They bought a plain black bonnet, a sweet little gray one, a fine silk umbrella, a lot of pretty belts and handkerchiefs, some shoes and rubbers, a hand-bag of cut steel, for which Luella would have bartered her conscience—what there was left of it; and then they smiled good-by at Miss Brower, and left her for a little while, and went to lunch.
Such a lunch! Soup, and fish, and spring lamb, and fresh peas, and new potatoes, and two kinds of ice-cream in little hard sugar cases that looked like baked snow-balls. Aunt Crete’s hand trembled as she took the first spoonful. The wonders of the day had been so great that she was fairly worn out, and two little bright red spots of excitement had appeared in her cheeks, but she was happy! Happier than she remembered ever to have been in her life before. Her dear old conscience had a moment of sighing that Luella could not have been there to have enjoyed it too, and then her heart bounded in wicked gleefulness that Luella was not there to stop her nice time.

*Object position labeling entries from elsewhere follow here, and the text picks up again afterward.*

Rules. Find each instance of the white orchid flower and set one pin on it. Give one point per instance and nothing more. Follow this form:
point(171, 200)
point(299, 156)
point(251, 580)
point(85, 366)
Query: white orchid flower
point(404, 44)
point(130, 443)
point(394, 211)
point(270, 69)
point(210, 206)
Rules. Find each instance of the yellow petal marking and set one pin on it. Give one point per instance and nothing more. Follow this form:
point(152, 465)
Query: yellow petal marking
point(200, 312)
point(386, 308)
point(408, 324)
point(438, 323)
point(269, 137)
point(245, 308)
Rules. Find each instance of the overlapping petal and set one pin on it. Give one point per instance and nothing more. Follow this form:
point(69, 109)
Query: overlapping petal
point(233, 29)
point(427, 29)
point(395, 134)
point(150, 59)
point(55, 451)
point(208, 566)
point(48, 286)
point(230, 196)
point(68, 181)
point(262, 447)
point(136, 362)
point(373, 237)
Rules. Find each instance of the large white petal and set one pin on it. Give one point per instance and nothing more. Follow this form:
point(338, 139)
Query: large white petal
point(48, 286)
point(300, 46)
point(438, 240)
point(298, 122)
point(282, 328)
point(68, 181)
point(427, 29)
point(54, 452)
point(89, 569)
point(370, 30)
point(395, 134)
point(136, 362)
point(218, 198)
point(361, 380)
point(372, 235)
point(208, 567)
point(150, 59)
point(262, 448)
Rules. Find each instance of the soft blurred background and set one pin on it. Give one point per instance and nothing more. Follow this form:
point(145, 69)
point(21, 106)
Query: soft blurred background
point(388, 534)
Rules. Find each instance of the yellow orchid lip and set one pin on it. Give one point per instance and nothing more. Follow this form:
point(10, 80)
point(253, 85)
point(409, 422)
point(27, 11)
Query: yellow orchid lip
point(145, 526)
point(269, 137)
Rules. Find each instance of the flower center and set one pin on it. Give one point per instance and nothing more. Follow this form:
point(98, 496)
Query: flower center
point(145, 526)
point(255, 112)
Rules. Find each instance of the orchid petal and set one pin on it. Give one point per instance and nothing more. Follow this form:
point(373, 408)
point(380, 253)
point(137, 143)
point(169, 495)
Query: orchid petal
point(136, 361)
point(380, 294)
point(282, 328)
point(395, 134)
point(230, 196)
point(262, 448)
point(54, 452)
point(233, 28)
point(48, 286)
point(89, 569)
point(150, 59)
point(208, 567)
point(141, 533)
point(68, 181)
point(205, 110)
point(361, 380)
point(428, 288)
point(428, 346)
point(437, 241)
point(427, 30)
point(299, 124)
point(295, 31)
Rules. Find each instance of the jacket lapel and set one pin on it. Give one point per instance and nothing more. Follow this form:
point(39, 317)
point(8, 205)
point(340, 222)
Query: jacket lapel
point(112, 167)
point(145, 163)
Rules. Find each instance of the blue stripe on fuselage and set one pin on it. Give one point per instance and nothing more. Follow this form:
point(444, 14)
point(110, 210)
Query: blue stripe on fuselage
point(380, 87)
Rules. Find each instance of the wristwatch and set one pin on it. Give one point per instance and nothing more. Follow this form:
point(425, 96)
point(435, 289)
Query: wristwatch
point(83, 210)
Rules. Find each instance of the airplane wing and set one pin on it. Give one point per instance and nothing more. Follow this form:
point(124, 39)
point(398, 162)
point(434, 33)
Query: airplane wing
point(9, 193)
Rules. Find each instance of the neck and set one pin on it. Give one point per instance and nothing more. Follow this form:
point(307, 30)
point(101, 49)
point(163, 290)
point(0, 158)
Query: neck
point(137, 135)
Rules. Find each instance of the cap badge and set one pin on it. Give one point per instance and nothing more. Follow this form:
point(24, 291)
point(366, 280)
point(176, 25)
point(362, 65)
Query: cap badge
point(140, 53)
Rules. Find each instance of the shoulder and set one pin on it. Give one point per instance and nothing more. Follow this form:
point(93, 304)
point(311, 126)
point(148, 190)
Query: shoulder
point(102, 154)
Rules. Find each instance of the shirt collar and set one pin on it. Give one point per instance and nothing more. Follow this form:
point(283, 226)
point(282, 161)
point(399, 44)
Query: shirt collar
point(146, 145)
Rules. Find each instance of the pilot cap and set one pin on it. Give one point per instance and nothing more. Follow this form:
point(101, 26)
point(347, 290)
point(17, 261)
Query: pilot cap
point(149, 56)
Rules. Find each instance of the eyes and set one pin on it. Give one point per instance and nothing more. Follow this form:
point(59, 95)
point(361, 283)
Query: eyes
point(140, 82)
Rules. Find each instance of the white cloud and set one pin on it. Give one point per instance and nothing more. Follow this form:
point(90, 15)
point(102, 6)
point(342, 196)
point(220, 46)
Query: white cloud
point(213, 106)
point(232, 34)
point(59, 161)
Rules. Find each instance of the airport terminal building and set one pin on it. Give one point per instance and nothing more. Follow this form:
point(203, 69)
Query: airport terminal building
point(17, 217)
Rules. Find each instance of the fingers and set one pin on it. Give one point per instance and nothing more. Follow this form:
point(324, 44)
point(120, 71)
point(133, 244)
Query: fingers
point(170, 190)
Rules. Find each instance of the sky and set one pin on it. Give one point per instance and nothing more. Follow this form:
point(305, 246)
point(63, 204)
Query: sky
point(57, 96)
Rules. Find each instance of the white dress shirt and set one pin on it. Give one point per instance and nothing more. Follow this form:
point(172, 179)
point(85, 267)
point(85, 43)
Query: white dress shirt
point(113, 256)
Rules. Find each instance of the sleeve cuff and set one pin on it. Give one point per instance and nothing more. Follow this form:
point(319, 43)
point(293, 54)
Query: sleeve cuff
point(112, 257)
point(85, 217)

They went into a great hall in the same store, and sat among the palms and coolness made by electric fans, while a wonderful organ played exquisite music, and Aunt Crete felt she certainly was in heaven without the trouble of dying; and she never dreamed, dear soul, that she had been dying all her life that others might live, and that it is to such that the reward is promised.
They went back to Miss Brower later; and behold! the silver-gray silk had been cut out, and was ready to fit. Aunt Crete felt it was fairy-work, the whole of it, and she touched the fabric as if it had been made by magic.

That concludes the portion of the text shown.